Strona:PL Zola - Paryż. T. 2.djvu/384

Ta strona została uwierzytelniona.

W tejże chwili ukazała się w oknie karety śmiejąca się twarzyczka księżnej Rozamundy de Harn. Duvillard oniemiał, a konie, ruszywszy, uniosły powóz, uwożący dwie przyjaciółki. Patrzał za niemi osłupiałym wzrokiem. Zatem wszystko napróżno! Tyle poniósł trudu, tyle zmógł przeciwności, i jeszcze nie został dopuszczony do łaski!
— Cóż chcesz — tłomaczył Hyacynt stojącemu przy nim Duthilowi — miałem ją wyżej głowy, więc rzuciłem ją w objęcia Sylwii!
Duvillard jeszcze nieprzytomny stał jak wryty na tem samem miejscu, gdy poznał go Chaigneux, ze znużenia wlokący się powoli przez pustą galeryę. Spostrzegłszy barona, nagle nabrał sił i uszczęśliwiony podbiegł ku niemu z oznajmieniem, że Fonsègue namyślił się i przyrzekł wydrukować artykuł Massota w jutrzejszym numerze „Globu“. Na zmianę decyzyi Fonsègue’a wpłynęły zasłyszane przez niego wieści o kolei żelaznej przez Saharę, o której gorączkowo mówiono dziś na korytarzach podczas każdego antraktu.
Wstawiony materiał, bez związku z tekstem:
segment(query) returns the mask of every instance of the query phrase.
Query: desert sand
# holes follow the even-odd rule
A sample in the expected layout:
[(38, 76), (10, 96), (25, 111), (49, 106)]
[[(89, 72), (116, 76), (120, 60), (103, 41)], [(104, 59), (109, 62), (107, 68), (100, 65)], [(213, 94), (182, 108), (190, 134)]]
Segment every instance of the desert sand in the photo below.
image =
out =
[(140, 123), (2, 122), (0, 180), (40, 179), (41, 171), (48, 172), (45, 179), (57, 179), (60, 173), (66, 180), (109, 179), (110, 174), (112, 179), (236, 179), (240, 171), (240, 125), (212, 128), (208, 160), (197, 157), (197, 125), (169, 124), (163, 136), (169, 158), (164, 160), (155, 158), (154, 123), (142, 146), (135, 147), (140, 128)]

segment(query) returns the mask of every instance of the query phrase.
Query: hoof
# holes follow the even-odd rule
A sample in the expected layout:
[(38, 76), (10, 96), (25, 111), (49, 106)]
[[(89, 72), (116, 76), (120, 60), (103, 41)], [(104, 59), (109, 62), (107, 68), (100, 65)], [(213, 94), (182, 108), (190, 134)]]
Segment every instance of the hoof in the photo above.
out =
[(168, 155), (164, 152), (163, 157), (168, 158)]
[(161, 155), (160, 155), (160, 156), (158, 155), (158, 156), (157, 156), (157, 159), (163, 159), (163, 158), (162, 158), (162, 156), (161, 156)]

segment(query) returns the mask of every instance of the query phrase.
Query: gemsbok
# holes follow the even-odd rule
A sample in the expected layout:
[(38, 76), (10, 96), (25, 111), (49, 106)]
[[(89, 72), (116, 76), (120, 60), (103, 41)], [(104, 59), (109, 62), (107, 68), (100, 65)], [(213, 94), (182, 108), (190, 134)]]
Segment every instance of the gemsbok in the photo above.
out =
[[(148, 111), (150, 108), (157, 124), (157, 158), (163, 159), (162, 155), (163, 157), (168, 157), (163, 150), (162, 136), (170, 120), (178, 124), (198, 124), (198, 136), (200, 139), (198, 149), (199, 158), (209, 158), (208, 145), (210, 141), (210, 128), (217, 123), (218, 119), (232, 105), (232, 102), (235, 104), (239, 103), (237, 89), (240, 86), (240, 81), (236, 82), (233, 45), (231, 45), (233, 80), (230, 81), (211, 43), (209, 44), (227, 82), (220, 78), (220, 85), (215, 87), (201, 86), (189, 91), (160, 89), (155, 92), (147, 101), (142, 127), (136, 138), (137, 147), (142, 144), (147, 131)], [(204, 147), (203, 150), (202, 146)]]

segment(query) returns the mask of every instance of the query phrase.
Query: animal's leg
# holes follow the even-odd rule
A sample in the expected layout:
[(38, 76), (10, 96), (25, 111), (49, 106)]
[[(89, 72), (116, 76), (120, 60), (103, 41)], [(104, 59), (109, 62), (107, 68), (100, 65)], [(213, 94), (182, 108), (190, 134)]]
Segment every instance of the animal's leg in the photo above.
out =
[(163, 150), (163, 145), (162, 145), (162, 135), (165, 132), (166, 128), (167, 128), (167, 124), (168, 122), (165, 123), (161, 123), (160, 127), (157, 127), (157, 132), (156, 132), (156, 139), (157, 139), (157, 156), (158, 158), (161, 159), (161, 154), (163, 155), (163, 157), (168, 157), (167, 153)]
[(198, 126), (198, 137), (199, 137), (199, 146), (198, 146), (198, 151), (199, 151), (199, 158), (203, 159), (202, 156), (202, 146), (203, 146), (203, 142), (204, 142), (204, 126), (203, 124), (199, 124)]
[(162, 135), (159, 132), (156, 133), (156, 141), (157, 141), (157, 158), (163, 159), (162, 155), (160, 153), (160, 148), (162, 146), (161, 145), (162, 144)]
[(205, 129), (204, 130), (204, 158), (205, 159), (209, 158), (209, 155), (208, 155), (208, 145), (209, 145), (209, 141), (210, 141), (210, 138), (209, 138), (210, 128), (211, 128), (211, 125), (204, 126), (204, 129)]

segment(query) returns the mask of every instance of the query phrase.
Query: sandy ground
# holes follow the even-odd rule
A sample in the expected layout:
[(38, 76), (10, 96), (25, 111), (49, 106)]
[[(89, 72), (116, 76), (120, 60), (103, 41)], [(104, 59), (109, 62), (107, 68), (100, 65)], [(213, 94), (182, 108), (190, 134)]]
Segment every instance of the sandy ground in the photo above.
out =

Hyacynt namówił ojca, by wrócił z nim do domu. Jak starszy i rozsądniejszy kolega pocieszał go i dodawał otuchy, mówiąc, że osobiście uważa kobietę za potworne i nieczyste bydlę, którego strzedz się należy.
— Chodź spać... Jutro rano pójdziesz do niej z wydrukowanym artykułem, może ci to roztworzy drzwi jej sypialni.